Spotify has seen a boost in its subscriber rate through its free ad-supported streaming product.
“Our freemium model accounts for ~60% of our gross added premium subscribers,” Spotify CFO Barry McCarthy said.
“The ad-supported service is a subsidy program that offsets the costs of new subscriber acquisition.
“Developing a better user experience produces by far the most viral effect and impact when investing in growth. Engagement drives conversion from free consumption to a paid subscription.”
But it’s not just streaming services that are offering freemium products to attract new users. The B2C market is starting to cash in, too.
Canva Co-Founder Melanie Perkins said giving people legitimate value before asking them to pay can be a beneficial strategy for any company wanting widespread adoption.
It worked for Canva:
For enterprise solutions, companies have found it’s better to let their customers try before they buy.
Zoom Founder and CEO Eric Yuan said the company really wanted customers to test out their product.
“It’s really hard to get customers to try Zoom without a freemium product. We make our freemium product work so well, If they like our product, very soon they are going to pay for the subscription,” he said.
“The most important thing is to make sure the existing customer [is] happy rather than chasing after new prospects. Our NPS is in the 67-69 range vs. our peers in the ’20s… We do not want to spend money on [the] marketing side to generate leads.”
9. We’re Obsessed with Sharing Images
Hey, a picture is worth a thousand words, right?
If so, the world is sharing literally trillions of words with each other, through images. The biggest culprit? Instagram, of course.
We’re taking twice as many photos as we were in 2013, and image sharing on Instagram since 2010 has spiked.
Instagram Co-Founder Kevin Systrom said the spike is because people have always been visual, and our brains are wired for images.
“Writing was a hack, a detour. Pictorial languages are how we all started to communicate – we are coming full circle.
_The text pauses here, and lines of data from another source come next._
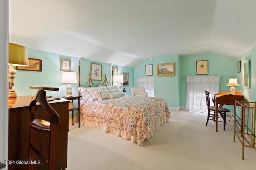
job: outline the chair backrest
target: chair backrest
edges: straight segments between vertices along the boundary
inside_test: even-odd
[[[206,105],[207,106],[207,107],[209,109],[210,106],[210,92],[206,90],[204,90],[204,92],[205,92],[205,97],[206,99]]]
[[[148,96],[148,93],[145,91],[144,87],[132,87],[131,88],[132,96]]]

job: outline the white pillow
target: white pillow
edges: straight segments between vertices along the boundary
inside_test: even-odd
[[[111,92],[111,93],[116,93],[117,92],[116,92],[116,90],[118,90],[118,89],[117,88],[111,88],[110,89],[110,91]]]
[[[110,89],[112,88],[116,88],[117,89],[118,89],[118,87],[117,85],[114,85],[114,86],[105,86],[105,87],[106,88],[106,90],[108,90],[110,93],[112,93],[112,92],[111,91]]]
[[[123,96],[125,96],[125,93],[121,89],[118,89],[116,90],[116,92],[118,93],[120,95],[120,97]]]
[[[114,99],[115,98],[118,98],[120,97],[120,94],[118,92],[112,93],[109,94],[109,98],[110,99]]]
[[[89,101],[90,104],[92,104],[93,101],[98,99],[95,94],[95,92],[97,91],[103,91],[103,89],[100,87],[88,88],[83,92],[84,94],[86,95],[86,99]]]
[[[100,100],[108,99],[109,98],[108,95],[110,94],[108,90],[97,91],[95,92],[95,93],[97,98]]]

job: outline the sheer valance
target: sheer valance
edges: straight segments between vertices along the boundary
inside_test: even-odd
[[[187,82],[207,82],[219,83],[220,76],[188,76]]]

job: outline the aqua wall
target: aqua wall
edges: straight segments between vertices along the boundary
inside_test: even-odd
[[[111,66],[110,64],[104,63],[88,60],[84,59],[79,59],[70,56],[66,56],[58,54],[55,54],[39,50],[28,49],[29,58],[40,59],[42,61],[42,72],[24,71],[18,70],[15,74],[14,79],[15,89],[18,96],[32,96],[36,94],[36,90],[30,89],[30,86],[40,86],[51,87],[57,87],[59,88],[58,92],[46,91],[46,95],[53,96],[62,97],[66,95],[66,87],[67,84],[61,84],[62,72],[60,70],[60,58],[64,58],[71,60],[71,71],[75,71],[77,73],[78,83],[78,61],[81,63],[81,84],[85,84],[87,82],[88,76],[90,72],[91,63],[97,63],[102,65],[102,80],[101,81],[93,80],[95,84],[103,83],[105,74],[106,75],[108,82],[111,85]],[[131,95],[130,87],[134,86],[134,69],[133,68],[115,65],[118,67],[118,74],[122,75],[122,72],[129,73],[129,86],[124,86],[127,91],[126,93]],[[91,84],[92,86],[94,86]],[[84,86],[88,86],[88,84]],[[72,84],[73,87],[73,96],[78,95],[77,88],[78,84]],[[75,103],[75,106],[77,105]],[[75,111],[75,117],[77,116],[77,113]]]
[[[250,88],[244,87],[244,85],[243,63],[247,60],[250,60]],[[237,63],[239,61],[241,61],[242,63],[241,72],[238,73],[236,65]],[[238,88],[241,90],[243,95],[244,95],[245,100],[251,102],[256,101],[256,66],[256,66],[256,47],[236,59],[235,64],[236,77],[237,78],[238,82],[239,82],[238,84],[240,85],[240,86]],[[238,108],[237,111],[237,116],[238,119],[241,118],[240,111],[240,107],[239,107]],[[247,117],[246,117],[246,120],[247,119]],[[250,119],[249,119],[249,122],[250,122]],[[249,127],[249,129],[250,129]]]
[[[196,61],[208,60],[209,76],[220,76],[220,92],[229,92],[230,87],[226,86],[230,78],[235,76],[235,60],[213,54],[203,54],[180,56],[170,55],[160,56],[152,60],[144,61],[134,67],[134,86],[138,87],[138,78],[145,77],[145,66],[153,64],[155,76],[155,96],[165,99],[174,110],[186,107],[187,92],[186,76],[196,75]],[[156,64],[175,63],[175,76],[156,76]],[[239,81],[238,82],[240,83]],[[234,109],[232,107],[227,108]]]
[[[139,87],[138,82],[139,77],[146,77],[145,66],[153,65],[153,76],[155,77],[155,96],[159,97],[164,99],[169,107],[177,109],[180,106],[179,97],[179,77],[178,63],[179,57],[178,55],[170,55],[159,57],[154,59],[144,61],[134,68],[134,87]],[[175,76],[158,77],[156,76],[156,66],[157,64],[174,63]]]

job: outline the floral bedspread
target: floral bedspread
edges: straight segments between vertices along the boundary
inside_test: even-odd
[[[140,145],[150,131],[155,119],[165,115],[168,121],[170,117],[166,102],[158,97],[125,96],[96,100],[92,106],[82,100],[80,108],[81,115],[85,119],[136,135]]]

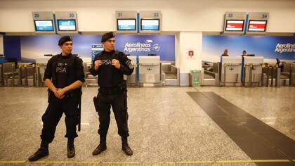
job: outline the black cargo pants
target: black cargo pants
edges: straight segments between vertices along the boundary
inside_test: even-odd
[[[98,92],[96,105],[99,116],[98,134],[106,136],[110,125],[110,107],[112,106],[118,127],[118,134],[122,137],[129,136],[128,129],[126,91],[113,94]]]
[[[48,100],[49,104],[42,115],[43,129],[41,139],[43,141],[48,143],[52,142],[56,126],[63,113],[65,114],[67,127],[65,137],[74,139],[78,136],[76,132],[76,125],[78,124],[78,95],[73,95],[60,100],[54,94],[51,96]]]

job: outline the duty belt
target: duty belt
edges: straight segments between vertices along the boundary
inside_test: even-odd
[[[117,87],[100,87],[98,89],[99,93],[103,94],[117,94],[123,93],[126,91],[126,87],[125,84],[122,84],[118,85]]]

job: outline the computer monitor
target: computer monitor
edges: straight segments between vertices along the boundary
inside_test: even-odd
[[[140,30],[159,30],[159,19],[141,19]]]
[[[52,20],[34,20],[36,31],[53,31]]]
[[[229,32],[243,32],[243,20],[227,20],[225,23],[225,31]]]
[[[266,32],[266,20],[249,20],[248,32]]]
[[[136,30],[136,19],[117,19],[117,30]]]
[[[59,31],[76,31],[76,20],[58,20]]]

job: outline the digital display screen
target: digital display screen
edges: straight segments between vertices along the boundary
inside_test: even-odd
[[[248,32],[266,32],[266,20],[249,20]]]
[[[225,31],[242,32],[244,20],[226,20]]]
[[[141,19],[141,30],[159,30],[159,19]]]
[[[53,23],[51,20],[34,20],[36,31],[53,31]]]
[[[76,20],[58,20],[58,30],[76,31]]]
[[[117,29],[118,30],[136,30],[136,19],[118,19]]]

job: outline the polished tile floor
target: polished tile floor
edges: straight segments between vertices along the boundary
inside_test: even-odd
[[[41,159],[39,164],[258,165],[251,161],[254,159],[211,120],[188,94],[188,91],[214,92],[295,140],[294,87],[130,88],[129,139],[133,155],[126,156],[121,150],[120,137],[112,113],[107,149],[93,156],[91,153],[98,143],[99,136],[98,115],[92,103],[97,88],[91,87],[83,89],[81,132],[75,140],[76,156],[67,158],[63,117],[57,127],[55,140],[49,146],[49,155]],[[46,88],[0,88],[0,165],[36,165],[27,160],[39,146],[41,117],[46,108]],[[266,158],[273,159],[278,158]]]

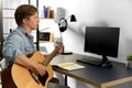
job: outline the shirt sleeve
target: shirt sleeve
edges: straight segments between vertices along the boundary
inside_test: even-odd
[[[3,44],[2,54],[11,63],[22,54],[23,38],[19,34],[10,35]]]

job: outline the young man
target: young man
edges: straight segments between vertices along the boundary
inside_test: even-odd
[[[18,28],[7,37],[2,51],[8,66],[15,63],[32,72],[35,70],[41,76],[45,75],[45,66],[31,62],[28,57],[36,51],[31,32],[37,29],[40,22],[37,9],[31,4],[22,4],[15,10],[14,18]],[[56,53],[58,55],[62,48],[61,46],[55,48],[58,50]]]

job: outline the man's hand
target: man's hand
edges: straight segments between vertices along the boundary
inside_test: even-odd
[[[63,45],[61,42],[56,42],[56,46],[55,46],[55,50],[57,50],[57,53],[56,55],[63,53]]]

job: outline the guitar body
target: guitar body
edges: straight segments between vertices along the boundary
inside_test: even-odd
[[[45,58],[43,54],[35,52],[30,61],[42,63],[45,61]],[[48,81],[53,78],[53,69],[50,65],[46,66],[46,75],[44,75],[42,78],[40,78],[41,76],[38,77],[42,82],[36,82],[30,70],[18,64],[13,64],[11,68],[11,76],[16,88],[46,88]]]

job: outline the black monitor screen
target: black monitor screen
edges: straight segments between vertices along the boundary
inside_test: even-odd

We are reverting to what is most natural. Instagram has always been a communication platform, not an image sharing too,” he said.
“Instagram challenges the notion that beauty comes in a traditional, artsy form… it’s not about beauty, it’s about the story you tell.”
Is Your Company Staying on Trend?
We all work in the digital world, so we all know how important it is to stay on top of trends before they get on top of us.
For businesses, the big takeaway of this year’s Mary Meeker report is the way consumers are interacting with brands and the Internet. Consumers becoming more willing to hand over their data for a personalized experience, and they’re more willing to test out a product or service if it’s being offered freemium.
Society is becoming more obsessed with technology, too. We’re spending more time on our mobile devices, we’re taking more pictures (and sharing them), and we’re even using our devices as a bank.
Take note of the trends. If your company wants to keep up with consumers, you need to listen to what they’re asking for—and make it happen.